Although some reports showed better responses to chemotherapy could be observed in cases with higher baseline levels of CEC and BV, no significant difference in baseline CEC and BV was found between cases of PD and non-PD in the present study.[46, 47] Further investigation is needed to clarify whether baseline CEC and BV can serve as ideal predictors.
Correlation between BV and aCEC
The correlation between ∆aCEC and ∆BV was only found in the combined arm (r = 0.430, P = 0.022); the positive but not very close correlation implies that their similar trend could reflect the progression and regression of tumoral angiogenesis and provide a way for accurate prediction of antiangiogenic efficacy through combined detection. It suggested that blood volume in tumor is “determined” by the growth of micrangium formed by aCEC. Considering that rh-endostatin could suppress many targets in endothelial cells compared with bevacizumab, which only inhibits VEGF, changes in the VEGF level alone might be insufficient to reflect rh-endostatin's efficacy, as demonstrated in a previous study, therefore multiple markers should be detected. Besides, suppression of micrangium around the tumor could have different effects on neoplastic cells, including depression or enhancement of growth. Therefore, not only baseline but dynamic detection of markers must be done during therapy and follow up. Nevertheless, further prospective study with a larger patient pool is needed for validation.

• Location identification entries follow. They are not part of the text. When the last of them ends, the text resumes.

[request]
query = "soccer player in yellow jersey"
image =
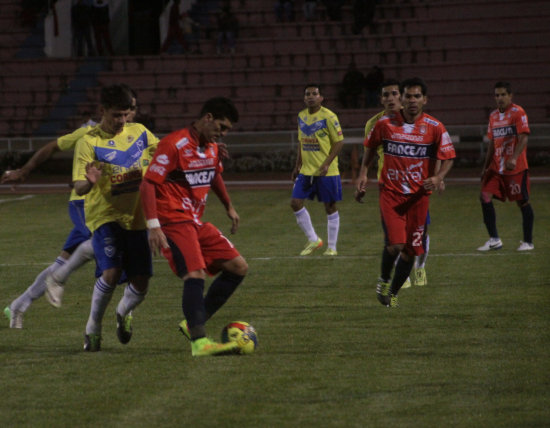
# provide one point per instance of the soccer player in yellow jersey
(77, 249)
(109, 164)
(316, 172)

To eliminate disturbance from confounding factors due to insufficient subjects in the study and to determine real influential factors for PFS, we made a multivariate Cox's proportional hazards regression analysis to disclose all possible factors by inputting variables such as age, sex, history, TNM stage, prior therapy and ECOG performance into a model besides CEC and perfusion indexes, and only CEC and BV were defined as significant indicators of PFS in the combined therapy group.
Limits of present research
Some reports proposed that the exceptionally high CEC counts detected with the commonly used flow cytometry test (FCT)-based assay are attributed to the fact that the majority of cells designated as CEC are actually large platelets. To avoid such artifact, combined detection through both magnetic isolation and FCT assays has been initiated in our center to determine total CEC, aCEC and apoptotic CEC.
In conclusion, both aCEC and BV can predict antiangiogenic efficacy and their combined detection is helpful in predicting antiangiogenic efficacy more sensitively and reliably than plain or enhanced CT scans alone. Optimization of the detection method to elucidate changes in the subgroups of CEC during antiangiogenic therapy, as well as the connection between CEC and efficacy in further prospective trials, are necessary.